Week4

Week4

Lecture 4.1: Parallel Computation Patterns - Reduction

Partition and Summarize

A commonly used strategy for processing large input data sets
- There is no required order of processing elements in a data set (associative 结合 and commutative 可交换)
  - associative: (A*B)*C = A*(B*C)
  - commutative: a+b = b+a
- Partition the data set into smaller chunks
- Have each thread to process a chunk
- Use a reduction tree to summarize the results from each chunk into the final answer
Google and Hadoop MapReduce frameworks support this strategy
We will focus on the reduction tree step for now.

Reduction enables other techniques

Reduction is also needed to clean up after some commonly used parallelizing transformations
Privatization
- Multiple threads write into an output location
- Replicate the output location into many locations so that each thread has a private output location
- Use a reduction tree to combine the values of private locations into the original output location

What is a reduction computation?

Mathmatically a reduction is a computation that summarize a set of input values into one value using a “reduction operation”
- Max
- Min
- Sum
- Product
- all those operators are both associative and commutative , so that's we can use reduction.
Often with user defined reduction operation function as long as the operation
- Is associative and commutative
- Has a well-defined identity value (e.g., 0 for sum)
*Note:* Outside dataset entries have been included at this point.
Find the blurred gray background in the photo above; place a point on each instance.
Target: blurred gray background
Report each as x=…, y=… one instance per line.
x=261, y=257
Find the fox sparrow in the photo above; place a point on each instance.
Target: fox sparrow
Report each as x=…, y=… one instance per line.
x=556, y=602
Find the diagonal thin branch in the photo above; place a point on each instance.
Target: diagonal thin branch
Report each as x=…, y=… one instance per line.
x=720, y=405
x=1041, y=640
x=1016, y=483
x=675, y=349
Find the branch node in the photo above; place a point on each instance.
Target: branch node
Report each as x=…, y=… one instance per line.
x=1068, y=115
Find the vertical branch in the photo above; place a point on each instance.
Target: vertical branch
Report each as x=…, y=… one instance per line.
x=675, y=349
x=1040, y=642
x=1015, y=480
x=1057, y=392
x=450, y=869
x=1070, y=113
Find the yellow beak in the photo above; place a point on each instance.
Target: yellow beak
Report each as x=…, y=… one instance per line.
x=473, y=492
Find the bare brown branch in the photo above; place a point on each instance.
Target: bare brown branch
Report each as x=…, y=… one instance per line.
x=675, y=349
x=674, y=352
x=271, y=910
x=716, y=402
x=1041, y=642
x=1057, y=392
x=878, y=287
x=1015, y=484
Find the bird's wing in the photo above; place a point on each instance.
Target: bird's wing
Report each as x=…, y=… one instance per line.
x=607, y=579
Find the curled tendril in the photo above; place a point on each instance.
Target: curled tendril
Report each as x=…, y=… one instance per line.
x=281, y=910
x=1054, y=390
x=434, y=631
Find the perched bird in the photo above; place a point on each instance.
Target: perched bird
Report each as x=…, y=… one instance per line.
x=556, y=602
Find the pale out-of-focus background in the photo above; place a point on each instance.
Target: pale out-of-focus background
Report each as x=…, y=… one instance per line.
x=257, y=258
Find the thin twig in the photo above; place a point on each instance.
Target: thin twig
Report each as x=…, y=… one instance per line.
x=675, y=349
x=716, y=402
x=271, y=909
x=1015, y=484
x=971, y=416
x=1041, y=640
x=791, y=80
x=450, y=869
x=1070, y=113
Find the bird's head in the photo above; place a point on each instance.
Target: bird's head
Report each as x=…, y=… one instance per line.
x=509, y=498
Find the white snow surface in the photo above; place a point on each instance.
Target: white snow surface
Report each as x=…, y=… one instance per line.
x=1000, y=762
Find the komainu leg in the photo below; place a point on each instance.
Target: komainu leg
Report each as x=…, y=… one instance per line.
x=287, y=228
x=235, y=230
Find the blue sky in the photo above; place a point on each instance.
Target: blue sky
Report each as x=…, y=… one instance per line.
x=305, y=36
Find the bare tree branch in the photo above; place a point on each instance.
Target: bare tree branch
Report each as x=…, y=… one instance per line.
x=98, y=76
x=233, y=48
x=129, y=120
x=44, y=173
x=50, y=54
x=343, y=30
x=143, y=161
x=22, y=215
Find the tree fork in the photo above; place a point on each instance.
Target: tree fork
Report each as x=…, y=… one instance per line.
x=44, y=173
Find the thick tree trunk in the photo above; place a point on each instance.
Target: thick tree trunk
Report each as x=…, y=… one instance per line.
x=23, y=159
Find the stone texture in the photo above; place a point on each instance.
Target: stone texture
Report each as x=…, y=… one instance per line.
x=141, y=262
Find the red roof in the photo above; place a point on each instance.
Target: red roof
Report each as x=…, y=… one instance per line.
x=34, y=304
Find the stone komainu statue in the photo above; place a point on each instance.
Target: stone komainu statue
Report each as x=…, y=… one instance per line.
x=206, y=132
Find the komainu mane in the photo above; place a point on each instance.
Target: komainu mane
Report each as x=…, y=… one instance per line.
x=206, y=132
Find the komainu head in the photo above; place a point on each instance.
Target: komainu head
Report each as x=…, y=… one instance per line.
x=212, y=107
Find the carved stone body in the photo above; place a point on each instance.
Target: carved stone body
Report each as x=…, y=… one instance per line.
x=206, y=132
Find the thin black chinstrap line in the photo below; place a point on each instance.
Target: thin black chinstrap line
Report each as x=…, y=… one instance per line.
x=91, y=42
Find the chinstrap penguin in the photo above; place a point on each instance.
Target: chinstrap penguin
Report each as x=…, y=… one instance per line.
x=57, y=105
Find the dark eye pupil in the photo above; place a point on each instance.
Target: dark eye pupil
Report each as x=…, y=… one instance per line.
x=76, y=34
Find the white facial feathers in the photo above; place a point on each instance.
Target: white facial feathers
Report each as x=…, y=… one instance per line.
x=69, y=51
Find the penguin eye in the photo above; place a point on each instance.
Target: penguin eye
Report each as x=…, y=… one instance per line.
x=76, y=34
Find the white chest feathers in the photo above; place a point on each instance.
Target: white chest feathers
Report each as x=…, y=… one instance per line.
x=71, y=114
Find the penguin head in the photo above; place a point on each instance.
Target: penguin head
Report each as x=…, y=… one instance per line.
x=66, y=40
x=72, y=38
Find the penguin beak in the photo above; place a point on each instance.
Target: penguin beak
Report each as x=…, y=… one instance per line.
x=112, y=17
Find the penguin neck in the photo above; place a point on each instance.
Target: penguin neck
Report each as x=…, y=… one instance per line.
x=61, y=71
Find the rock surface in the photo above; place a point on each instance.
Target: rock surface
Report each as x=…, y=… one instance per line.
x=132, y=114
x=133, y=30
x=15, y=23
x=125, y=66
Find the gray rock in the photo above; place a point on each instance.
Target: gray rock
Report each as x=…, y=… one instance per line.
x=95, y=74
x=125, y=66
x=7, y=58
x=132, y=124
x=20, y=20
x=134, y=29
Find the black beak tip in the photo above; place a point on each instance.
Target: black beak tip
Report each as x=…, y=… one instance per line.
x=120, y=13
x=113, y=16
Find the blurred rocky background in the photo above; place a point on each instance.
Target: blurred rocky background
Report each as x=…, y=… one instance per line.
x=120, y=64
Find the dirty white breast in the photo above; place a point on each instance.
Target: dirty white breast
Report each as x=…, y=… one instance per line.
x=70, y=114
An Efficient Sequential Reduction O(N)

We can write a fairly efficient sequential reduction program by following this procedure:

Initialize the result as an identity value for the reduction operation
- Smallest possible value for max reduction
- Largest possible value for min reduction
- 0 for sum reduction
- 1 for product reduction
Iterate through the input and perform the reduction operation between the result value and the current input value
- N reduction operations performed for N input values

A prarallel reduction tree algorithm log(N)
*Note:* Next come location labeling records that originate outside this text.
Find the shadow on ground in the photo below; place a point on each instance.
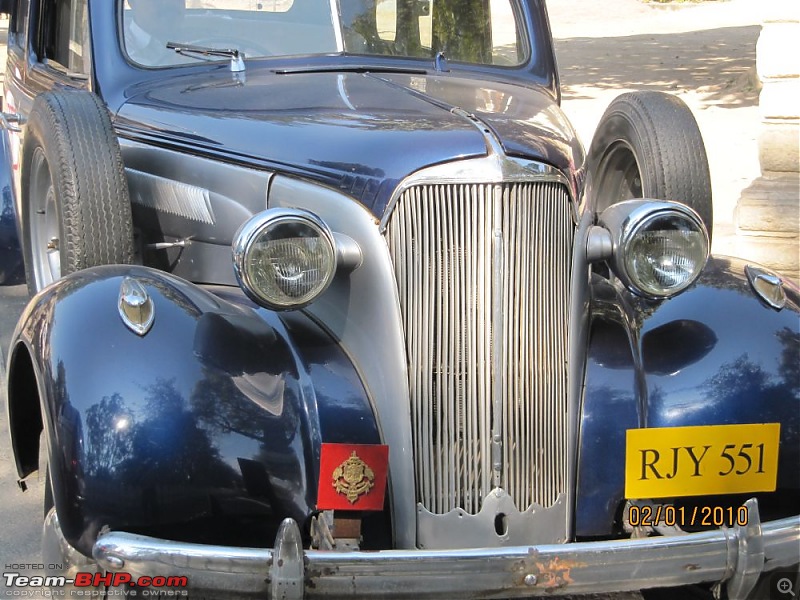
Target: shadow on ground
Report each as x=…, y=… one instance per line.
x=715, y=62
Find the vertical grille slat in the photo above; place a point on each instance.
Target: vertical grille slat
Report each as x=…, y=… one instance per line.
x=442, y=242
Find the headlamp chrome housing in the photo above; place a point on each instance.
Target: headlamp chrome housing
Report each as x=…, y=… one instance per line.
x=284, y=259
x=658, y=248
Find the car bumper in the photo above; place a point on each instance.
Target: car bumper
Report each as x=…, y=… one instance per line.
x=736, y=556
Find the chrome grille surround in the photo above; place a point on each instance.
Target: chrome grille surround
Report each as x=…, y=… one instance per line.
x=482, y=259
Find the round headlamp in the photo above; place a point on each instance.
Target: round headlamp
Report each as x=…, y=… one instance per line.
x=284, y=258
x=665, y=253
x=659, y=248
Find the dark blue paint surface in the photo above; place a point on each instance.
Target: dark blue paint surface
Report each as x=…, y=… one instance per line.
x=713, y=355
x=207, y=429
x=12, y=271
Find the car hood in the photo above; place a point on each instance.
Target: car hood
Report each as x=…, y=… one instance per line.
x=359, y=132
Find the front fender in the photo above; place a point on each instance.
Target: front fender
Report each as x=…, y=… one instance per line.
x=206, y=429
x=713, y=355
x=12, y=271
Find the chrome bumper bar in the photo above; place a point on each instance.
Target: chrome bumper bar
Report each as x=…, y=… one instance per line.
x=736, y=556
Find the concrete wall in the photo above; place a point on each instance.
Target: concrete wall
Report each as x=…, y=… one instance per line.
x=768, y=213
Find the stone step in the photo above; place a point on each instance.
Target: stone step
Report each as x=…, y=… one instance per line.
x=774, y=253
x=770, y=207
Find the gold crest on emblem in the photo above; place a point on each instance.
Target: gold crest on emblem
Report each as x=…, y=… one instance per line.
x=353, y=478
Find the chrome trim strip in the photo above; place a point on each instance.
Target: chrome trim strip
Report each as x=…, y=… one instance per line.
x=767, y=285
x=494, y=168
x=518, y=571
x=58, y=552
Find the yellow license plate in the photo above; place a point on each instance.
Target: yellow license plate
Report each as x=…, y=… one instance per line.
x=696, y=461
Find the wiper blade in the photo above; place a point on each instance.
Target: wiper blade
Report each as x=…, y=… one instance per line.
x=350, y=69
x=236, y=56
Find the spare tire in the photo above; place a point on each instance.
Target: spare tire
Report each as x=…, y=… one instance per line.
x=76, y=211
x=648, y=145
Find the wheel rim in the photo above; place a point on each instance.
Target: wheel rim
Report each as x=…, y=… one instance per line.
x=43, y=219
x=620, y=177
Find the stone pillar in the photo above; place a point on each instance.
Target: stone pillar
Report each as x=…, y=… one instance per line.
x=768, y=213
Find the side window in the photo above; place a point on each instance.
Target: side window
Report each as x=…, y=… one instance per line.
x=63, y=34
x=20, y=23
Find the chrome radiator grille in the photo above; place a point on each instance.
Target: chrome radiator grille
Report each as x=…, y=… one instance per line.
x=483, y=274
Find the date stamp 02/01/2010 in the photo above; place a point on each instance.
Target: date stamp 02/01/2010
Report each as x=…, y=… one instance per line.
x=651, y=515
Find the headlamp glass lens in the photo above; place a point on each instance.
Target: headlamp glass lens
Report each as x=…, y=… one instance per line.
x=289, y=263
x=666, y=255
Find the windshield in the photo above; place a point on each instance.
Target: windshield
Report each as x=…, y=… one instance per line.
x=472, y=31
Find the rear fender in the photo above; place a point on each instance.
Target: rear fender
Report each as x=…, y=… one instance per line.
x=715, y=354
x=207, y=428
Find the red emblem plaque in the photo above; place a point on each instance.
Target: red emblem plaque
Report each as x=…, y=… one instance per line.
x=352, y=477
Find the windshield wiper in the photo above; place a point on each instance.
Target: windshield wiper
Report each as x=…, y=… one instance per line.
x=236, y=56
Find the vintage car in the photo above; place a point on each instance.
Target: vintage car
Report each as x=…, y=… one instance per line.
x=329, y=302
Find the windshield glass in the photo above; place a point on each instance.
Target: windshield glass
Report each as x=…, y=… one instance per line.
x=472, y=31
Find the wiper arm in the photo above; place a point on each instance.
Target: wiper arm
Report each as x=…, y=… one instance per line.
x=236, y=56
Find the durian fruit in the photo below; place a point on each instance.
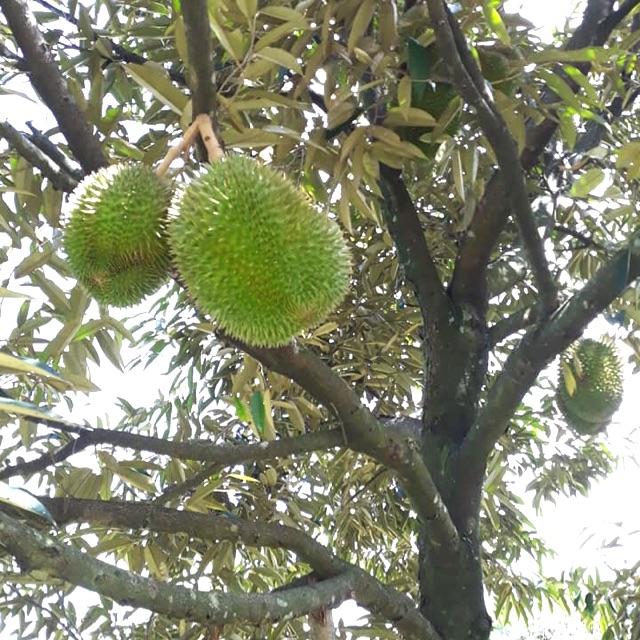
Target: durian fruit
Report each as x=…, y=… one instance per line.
x=590, y=385
x=498, y=68
x=255, y=254
x=115, y=237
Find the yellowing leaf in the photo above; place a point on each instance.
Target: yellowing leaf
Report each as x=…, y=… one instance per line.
x=281, y=57
x=286, y=14
x=399, y=116
x=587, y=182
x=156, y=80
x=360, y=23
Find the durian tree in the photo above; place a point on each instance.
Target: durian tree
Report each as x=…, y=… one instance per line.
x=484, y=180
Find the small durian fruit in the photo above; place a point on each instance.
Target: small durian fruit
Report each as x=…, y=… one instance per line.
x=115, y=237
x=590, y=385
x=255, y=254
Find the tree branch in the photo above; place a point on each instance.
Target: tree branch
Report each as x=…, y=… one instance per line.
x=200, y=51
x=470, y=84
x=367, y=591
x=203, y=451
x=58, y=177
x=540, y=346
x=469, y=277
x=413, y=253
x=35, y=551
x=363, y=432
x=44, y=143
x=50, y=85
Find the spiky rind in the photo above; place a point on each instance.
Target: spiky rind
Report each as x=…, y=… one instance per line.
x=255, y=254
x=597, y=385
x=115, y=238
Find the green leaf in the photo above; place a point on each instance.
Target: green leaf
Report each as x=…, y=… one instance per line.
x=494, y=20
x=29, y=410
x=568, y=377
x=20, y=365
x=154, y=78
x=24, y=501
x=5, y=293
x=241, y=410
x=280, y=56
x=587, y=183
x=257, y=411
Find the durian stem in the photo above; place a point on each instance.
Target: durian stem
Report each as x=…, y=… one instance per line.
x=211, y=143
x=173, y=153
x=201, y=125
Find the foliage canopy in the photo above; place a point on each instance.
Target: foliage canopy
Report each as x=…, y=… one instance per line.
x=487, y=182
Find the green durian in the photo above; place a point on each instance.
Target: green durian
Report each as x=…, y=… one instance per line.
x=115, y=238
x=590, y=385
x=255, y=254
x=498, y=68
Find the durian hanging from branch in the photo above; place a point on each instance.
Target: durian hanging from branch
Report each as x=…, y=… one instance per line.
x=115, y=237
x=590, y=385
x=252, y=250
x=255, y=254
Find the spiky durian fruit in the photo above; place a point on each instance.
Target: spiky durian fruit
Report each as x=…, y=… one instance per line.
x=590, y=385
x=115, y=237
x=255, y=254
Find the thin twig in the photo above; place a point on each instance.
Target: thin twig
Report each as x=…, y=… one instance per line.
x=58, y=177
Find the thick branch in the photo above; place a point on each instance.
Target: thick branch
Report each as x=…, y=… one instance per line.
x=368, y=592
x=365, y=433
x=413, y=253
x=59, y=178
x=468, y=281
x=469, y=82
x=541, y=345
x=203, y=451
x=50, y=85
x=35, y=551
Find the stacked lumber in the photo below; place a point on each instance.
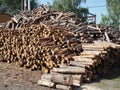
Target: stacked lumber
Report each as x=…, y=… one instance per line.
x=97, y=59
x=39, y=47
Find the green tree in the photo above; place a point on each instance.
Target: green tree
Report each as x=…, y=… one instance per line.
x=71, y=6
x=13, y=6
x=113, y=13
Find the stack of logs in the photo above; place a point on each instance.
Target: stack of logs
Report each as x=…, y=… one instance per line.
x=97, y=59
x=39, y=47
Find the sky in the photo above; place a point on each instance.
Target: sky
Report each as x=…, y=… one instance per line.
x=97, y=7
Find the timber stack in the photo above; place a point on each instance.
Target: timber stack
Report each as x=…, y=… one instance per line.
x=58, y=43
x=97, y=59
perferms N-1 Operations in log(N)

A tournament is a reduction tree with "max" operation

A Quick Analysis

For N input values, the reduction tree performs
- (1/2)N + (1/4)N + (1/8)N + … (1)N = (1- (1/N))N = N-1 operations
- In Log (N) steps – 1,000,000 input values take 20 steps
  - Assuming that we have enough execution resources
- Average Parallelism (N-1)/Log(N)
  - For N = 1,000,000, average parallelism is 50,000
  - However, peak resource requirement is 500,000!
  - This is not resource efficient.
- This is a work-efficient parallel algorithm
  - The amount of work done is comparable to sequential
  - Many parallel algorithms are not work efficient

Lecture 4.2: Parallel Computation Patterns - A Basic Reduction Kernel

Parallel Sum Reduction

Parallel implementation:
- Recursively half # of threads, add two values per thread in each step
- Takes log(n) steps for n elements, requires n/2 threads
Assume an in-place reduction using shared memory
- The original vector is in device global memory
- The shared memory is used to hold a partial sum vector
- Each step brings the partial sum vector closer to the sum
- The final sum will be in element 0
- Reduces global memory traffic due to partial sum values
- Thread block size limits n to be less than or equal to 2,048

A Parallel Sum Reduction Example

A Naive Thread Index to Data Mapping

Each thread is responsible of an even-index location of the partial sum vector
After each step, half of the threads are no longer needed
One of the inputs is always from the location of responsibility
In each step, one of the inputs comes from an increasing distance away

A Simple Thread Block Design

Each thread block takes 2* BlockDim.x input elements
Each thread loads 2 elements into shared memory

#shared memory,deal data 2 times #threads in a block
__shared__ float partialSum[2*BLOCK_SIZE]; 

unsigned int t = threadIdx.x;

# skip the *input* date elements that are covered 
# by the previsous thread blocks
unsigned int start = 2*blockIdx.x*blockDim.x;
partialSum[t] = input[start + t];
partialSum[blockDim+t] = input[start + blockDim.x+t]; // .x ?

The Reduction Steps

for (unsigned int stride = 1; stride <= blockDim.x; stride *= 2) {
    __syncthreads();
    if (t % stride == 0)
        partialSum[2*t]+= partialSum[2*t+stride];
}

Why do we need __syncthreads()?

__syncthreads() are needed to ensure that all elements of each version of partial sums have been generated before we proceed to the next step
- 1st call is to ensure all datas loaded
- next call is to ensure all sum in this step done

Back to the Global Picture

At the end of the kernel, Thread 0 in each thread block writes the sum of the thread block in partialSum[0] into a vector indexed by the blockIdx.x
There can be a large number of such sums if the original vector is very large
- The host code may iterate and launch another kernel
If there are only a small number of sums, the host can simply transfer the data back and add them together.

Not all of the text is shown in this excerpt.